The advances in technology that have led to more efficient communication, such as rapid access to images and reports, have also made communication less personal and harder to interpret at times. For example, a quick electronic note from a radiologist to address quality can be misread as terse or exasperated by the technologist. A hasty note from the technologist may lose the sense of criticality of the patient’s condition or may minimize difficulties in obtaining a high-quality exam.

To add complexity to feedback loops, there are differences in priorities and how people from different generations wish to communicate and receive important feedback. Generations in today’s workforce could range from the silent generation to millennials, with baby boomers and Generation Xers sandwiched in between. The silent generation may prefer feedback in a face-to-face conversation, while millennials may prefer an email or text. A baby boomer might be offended by the same communication given to someone from Generation X without issue. Given these differences, sharing feedback can be challenging, with added importance in whatever method to be given in a respectful way.

So how do we reclaim the benefits of personal interactions while struggling with decreased chances of encounters? Do we take lessons from Google or Apple and create centralized workspaces that are not only conducive to connecting with others, but require it? With increasing teleradiology options and decentralization of reading spaces, this may not be a valid option for many within the industry, but there are other ways to create opportunities for colleagues to connect.
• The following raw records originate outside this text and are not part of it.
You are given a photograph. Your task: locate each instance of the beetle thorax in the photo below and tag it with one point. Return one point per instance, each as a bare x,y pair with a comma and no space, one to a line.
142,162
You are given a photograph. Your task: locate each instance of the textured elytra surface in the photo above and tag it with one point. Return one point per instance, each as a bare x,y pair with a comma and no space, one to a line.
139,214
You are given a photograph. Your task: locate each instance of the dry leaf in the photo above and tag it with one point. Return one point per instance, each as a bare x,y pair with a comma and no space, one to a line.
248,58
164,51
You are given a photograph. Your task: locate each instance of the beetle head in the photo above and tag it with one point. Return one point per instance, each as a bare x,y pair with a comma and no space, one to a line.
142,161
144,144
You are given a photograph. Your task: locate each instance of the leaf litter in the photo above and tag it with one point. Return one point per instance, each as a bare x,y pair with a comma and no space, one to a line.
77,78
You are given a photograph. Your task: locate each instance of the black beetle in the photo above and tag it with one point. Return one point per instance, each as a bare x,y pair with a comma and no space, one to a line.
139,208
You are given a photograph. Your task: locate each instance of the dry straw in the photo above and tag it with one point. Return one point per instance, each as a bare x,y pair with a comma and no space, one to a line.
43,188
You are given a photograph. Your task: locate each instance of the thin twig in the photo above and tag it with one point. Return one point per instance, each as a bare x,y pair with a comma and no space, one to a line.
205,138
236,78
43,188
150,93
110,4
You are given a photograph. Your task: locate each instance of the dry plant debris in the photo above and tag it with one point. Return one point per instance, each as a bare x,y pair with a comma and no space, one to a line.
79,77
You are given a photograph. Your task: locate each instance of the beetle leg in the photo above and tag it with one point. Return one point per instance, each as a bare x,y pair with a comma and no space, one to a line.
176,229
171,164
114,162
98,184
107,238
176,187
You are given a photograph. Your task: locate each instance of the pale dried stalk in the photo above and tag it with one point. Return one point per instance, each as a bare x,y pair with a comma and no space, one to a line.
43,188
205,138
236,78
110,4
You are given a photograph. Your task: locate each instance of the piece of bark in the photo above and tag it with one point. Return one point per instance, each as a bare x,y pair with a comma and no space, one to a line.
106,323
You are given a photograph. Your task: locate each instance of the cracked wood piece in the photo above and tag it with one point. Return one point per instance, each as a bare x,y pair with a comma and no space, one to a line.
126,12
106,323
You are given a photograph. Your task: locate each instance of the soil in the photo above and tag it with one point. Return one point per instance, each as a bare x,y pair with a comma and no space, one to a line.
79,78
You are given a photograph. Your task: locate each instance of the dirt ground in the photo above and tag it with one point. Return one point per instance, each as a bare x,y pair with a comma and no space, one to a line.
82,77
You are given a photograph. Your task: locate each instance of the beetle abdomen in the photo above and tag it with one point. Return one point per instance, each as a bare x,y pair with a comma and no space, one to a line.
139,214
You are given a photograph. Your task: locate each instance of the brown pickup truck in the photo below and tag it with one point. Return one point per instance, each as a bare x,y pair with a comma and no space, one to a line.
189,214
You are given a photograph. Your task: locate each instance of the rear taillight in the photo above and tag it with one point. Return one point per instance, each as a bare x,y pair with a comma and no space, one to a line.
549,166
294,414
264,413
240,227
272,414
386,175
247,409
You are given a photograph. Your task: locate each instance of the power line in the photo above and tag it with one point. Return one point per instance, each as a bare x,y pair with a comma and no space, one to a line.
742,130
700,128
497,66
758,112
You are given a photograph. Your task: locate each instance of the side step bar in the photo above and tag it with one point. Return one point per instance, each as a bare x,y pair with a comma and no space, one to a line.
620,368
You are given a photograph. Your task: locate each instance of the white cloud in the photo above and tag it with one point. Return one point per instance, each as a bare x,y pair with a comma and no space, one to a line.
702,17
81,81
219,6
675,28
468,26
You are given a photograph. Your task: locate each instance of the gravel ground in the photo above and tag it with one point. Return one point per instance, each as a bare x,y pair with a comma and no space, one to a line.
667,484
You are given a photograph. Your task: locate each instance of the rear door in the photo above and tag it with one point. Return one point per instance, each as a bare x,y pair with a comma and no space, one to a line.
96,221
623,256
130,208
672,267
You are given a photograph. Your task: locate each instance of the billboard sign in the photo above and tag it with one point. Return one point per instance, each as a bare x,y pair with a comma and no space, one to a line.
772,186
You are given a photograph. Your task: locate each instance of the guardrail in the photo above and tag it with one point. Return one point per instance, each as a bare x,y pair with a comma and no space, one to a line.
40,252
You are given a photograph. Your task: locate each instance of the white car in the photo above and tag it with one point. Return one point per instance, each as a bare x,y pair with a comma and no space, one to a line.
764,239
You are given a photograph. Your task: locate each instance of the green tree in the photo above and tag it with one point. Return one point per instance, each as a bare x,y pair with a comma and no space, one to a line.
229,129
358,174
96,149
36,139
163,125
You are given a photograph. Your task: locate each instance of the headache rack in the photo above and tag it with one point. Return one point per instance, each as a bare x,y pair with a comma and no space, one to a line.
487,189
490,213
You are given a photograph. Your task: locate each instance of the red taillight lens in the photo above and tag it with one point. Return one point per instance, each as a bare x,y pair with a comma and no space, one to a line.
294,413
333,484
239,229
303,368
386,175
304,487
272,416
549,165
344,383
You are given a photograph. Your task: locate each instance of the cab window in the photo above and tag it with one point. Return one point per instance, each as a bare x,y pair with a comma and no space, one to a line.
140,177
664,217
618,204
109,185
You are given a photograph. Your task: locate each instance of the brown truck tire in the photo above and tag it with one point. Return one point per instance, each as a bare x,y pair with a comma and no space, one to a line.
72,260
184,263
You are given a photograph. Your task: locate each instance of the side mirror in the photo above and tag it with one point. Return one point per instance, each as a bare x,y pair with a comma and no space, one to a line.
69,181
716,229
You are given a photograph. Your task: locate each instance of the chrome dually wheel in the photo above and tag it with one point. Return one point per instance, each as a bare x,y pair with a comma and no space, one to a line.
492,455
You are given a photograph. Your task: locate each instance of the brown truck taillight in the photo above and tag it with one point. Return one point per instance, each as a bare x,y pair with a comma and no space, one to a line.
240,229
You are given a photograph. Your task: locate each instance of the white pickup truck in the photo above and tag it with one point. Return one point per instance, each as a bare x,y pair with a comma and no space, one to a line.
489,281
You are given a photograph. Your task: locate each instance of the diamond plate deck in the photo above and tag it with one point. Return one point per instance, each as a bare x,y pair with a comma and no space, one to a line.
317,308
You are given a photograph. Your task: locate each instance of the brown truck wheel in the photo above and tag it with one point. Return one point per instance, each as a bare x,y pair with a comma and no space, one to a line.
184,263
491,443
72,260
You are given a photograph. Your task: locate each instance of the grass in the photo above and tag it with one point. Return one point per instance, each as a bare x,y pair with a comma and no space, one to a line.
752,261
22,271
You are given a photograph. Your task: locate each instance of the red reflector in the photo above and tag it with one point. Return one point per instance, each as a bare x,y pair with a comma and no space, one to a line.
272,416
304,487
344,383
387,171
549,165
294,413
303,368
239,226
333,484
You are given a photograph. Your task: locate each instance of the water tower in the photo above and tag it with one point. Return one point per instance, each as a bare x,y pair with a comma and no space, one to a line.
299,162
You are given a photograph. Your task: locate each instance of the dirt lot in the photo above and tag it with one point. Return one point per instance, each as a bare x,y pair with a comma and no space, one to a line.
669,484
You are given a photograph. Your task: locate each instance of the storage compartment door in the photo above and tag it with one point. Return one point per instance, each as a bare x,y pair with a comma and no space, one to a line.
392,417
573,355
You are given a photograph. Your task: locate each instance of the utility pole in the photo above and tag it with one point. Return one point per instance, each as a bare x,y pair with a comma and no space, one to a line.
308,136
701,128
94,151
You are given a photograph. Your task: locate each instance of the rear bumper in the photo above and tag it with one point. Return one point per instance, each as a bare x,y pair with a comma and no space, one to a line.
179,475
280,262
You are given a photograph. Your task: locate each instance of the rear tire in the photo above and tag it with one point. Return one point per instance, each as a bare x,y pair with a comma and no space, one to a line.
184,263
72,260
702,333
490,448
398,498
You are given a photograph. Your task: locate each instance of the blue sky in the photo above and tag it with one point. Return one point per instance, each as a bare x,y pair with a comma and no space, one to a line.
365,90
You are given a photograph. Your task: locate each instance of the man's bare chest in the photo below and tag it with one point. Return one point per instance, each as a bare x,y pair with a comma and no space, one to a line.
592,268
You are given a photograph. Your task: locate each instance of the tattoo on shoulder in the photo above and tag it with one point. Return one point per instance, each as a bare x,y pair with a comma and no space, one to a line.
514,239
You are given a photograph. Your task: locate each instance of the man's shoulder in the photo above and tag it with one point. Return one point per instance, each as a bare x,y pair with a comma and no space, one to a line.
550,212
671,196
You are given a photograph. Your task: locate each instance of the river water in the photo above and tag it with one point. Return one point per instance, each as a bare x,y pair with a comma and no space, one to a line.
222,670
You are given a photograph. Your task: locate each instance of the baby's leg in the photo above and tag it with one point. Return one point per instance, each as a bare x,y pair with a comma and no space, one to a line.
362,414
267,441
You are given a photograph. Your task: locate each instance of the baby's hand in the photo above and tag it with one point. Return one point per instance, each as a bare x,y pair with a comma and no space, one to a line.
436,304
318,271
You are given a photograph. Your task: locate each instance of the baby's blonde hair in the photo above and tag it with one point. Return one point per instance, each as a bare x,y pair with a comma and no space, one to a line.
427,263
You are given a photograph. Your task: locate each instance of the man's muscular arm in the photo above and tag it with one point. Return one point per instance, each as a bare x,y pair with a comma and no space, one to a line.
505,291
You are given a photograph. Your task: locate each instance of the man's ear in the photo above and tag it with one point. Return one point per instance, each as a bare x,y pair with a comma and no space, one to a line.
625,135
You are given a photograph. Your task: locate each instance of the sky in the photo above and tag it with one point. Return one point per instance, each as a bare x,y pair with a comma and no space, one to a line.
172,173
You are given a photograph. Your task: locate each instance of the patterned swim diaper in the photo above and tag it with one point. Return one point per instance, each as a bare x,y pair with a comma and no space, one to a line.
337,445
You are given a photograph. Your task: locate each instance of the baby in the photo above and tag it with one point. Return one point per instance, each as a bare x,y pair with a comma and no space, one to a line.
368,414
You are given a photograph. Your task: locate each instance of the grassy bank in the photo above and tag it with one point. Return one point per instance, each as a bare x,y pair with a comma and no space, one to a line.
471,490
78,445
Kaizen is a Japanese word that means “change for better.” It is a strategy used in quality management, which requires the participation of multiple members of a team in different functional roles. Cross-functional teams are organized to address a specific need for change, and each member of the team is responsible for big or small changes for improvement. Kaizen Events require the commitment of uninterrupted time—usually a minimum of three days—and energy, but are worth every ounce of effort. The results can be eye-opening for participants, who get to see the impact of small changes in processes. In other cases, team members can be completely unaware of the challenges and barriers faced by their colleagues until they are revealed through a dissection of the process.

A Kaizen Event is an effective and organized way to improve a process, but what can we do for everyday improvements? What is the answer for those that we cannot devote three consecutive days of protected time for radiologists, technologists, residents and others? Each modality has challenges to overcome and efficiencies to be gained. Cross-functional clinical practice councils that include technologists, nurses, radiologists, medical assistants, schedulers and supervisors can be an avenue to share thoughts and ideas on what needs to be improved and how to improve it. The dialogue from these practice council meetings is invaluable, as each member learns about the challenges up or downstream from their vantage point of the process. With this model, the team learns to challenge assumptions, walk in another’s shoes and solve problems together.

Whether through personal interactions, written communication, Kaizen Events, or clinical practice councils, increased communication in any form can help radiologists and technologists work together to improve the delivery of the highest quality care. Technology can truly be a force multiplier if potential pitfalls are addressed. Combining advances in technology—which allow for faster speed, better quality and stronger analytics—with the personal insights of the cross-functional team members, leaders can support workflows that are better for physicians, staff and, most importantly, our patients.

Paula T. Gonyea, MBA, RT (R) (CT), is director of radiology services at the University of Vermont Medical Center in Burlington.